しかし教主は、彼の司教が知り得ぬ情報を持っていた。そう、他ならぬ教主の指示で、テオドラムの傀儡兵の事を亜人たちにそれとなく流したという情報を。
(しかし……時間的な前後関係が符合せぬな? これだとテオドラム軍の二個大隊が消えたのは、傀儡兵の事を漏らすより五日以上前だが……亜人どもめ、独力で傀儡兵の事を探りだしておったか?)
二個大隊の消失と亜人の動きが関係しているという前提では、教主の結論もおかしくはない。
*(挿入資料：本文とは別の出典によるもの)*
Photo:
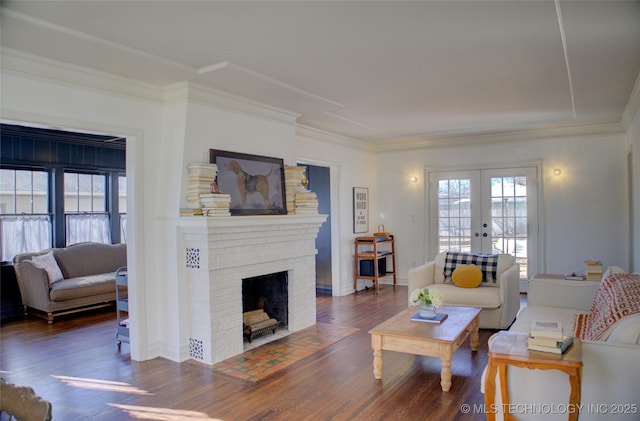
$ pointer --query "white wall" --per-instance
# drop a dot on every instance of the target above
(585, 208)
(634, 145)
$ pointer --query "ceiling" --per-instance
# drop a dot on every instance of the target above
(376, 71)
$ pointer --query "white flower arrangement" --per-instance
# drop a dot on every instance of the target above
(427, 296)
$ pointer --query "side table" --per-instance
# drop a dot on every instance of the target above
(570, 362)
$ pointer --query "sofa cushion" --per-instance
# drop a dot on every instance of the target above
(467, 276)
(488, 264)
(482, 297)
(84, 286)
(84, 259)
(505, 261)
(50, 265)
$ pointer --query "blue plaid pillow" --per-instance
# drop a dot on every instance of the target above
(488, 264)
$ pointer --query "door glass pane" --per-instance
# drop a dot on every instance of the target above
(509, 218)
(454, 215)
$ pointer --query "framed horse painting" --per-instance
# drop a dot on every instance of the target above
(255, 183)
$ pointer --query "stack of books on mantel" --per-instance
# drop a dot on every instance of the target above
(215, 204)
(201, 176)
(547, 336)
(293, 179)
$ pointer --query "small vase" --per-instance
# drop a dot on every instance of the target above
(427, 310)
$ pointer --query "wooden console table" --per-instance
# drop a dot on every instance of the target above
(570, 362)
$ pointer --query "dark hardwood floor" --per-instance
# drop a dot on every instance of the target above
(76, 365)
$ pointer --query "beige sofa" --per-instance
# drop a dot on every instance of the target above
(611, 365)
(67, 280)
(499, 300)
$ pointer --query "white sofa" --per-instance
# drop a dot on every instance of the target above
(611, 367)
(499, 301)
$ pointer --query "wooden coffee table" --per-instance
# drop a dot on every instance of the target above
(441, 340)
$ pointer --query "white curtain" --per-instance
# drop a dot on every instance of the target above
(24, 234)
(123, 228)
(88, 227)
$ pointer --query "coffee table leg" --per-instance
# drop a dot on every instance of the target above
(475, 336)
(376, 344)
(446, 353)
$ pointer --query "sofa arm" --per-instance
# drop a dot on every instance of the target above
(562, 293)
(421, 276)
(34, 284)
(509, 295)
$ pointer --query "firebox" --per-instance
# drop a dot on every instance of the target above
(268, 293)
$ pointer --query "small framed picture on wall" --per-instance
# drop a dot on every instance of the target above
(360, 210)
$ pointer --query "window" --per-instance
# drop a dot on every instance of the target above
(25, 222)
(85, 204)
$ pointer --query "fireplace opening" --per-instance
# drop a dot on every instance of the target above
(268, 293)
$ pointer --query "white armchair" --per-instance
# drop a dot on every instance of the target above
(499, 301)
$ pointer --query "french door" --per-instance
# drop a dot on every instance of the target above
(486, 211)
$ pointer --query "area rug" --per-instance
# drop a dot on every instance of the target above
(259, 363)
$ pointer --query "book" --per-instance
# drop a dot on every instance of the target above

そして、ヴァザーリでの一連の騒ぎを知悉している教主は、強大な何者かが亜人の背後にいる事を疑っていなかった。
「亜人どもは一体何をやった?」
ヤルタ教教主ボッカ一世は、それまで人間以下と蔑んできたエルフや獣人たちが、今初めて得体の知れぬ恐ろしいものに思えてきた。
しばし熟考していた教主は、配下を呼び寄せると指示を出す。
「テオドラムの司教に伝えよ。テオドラム王国とは適度な距離を置き、決して深入りするなと。これ以上余計な災いに巻き込まれるのは避けねばならぬ」
本日はもう一話公開します。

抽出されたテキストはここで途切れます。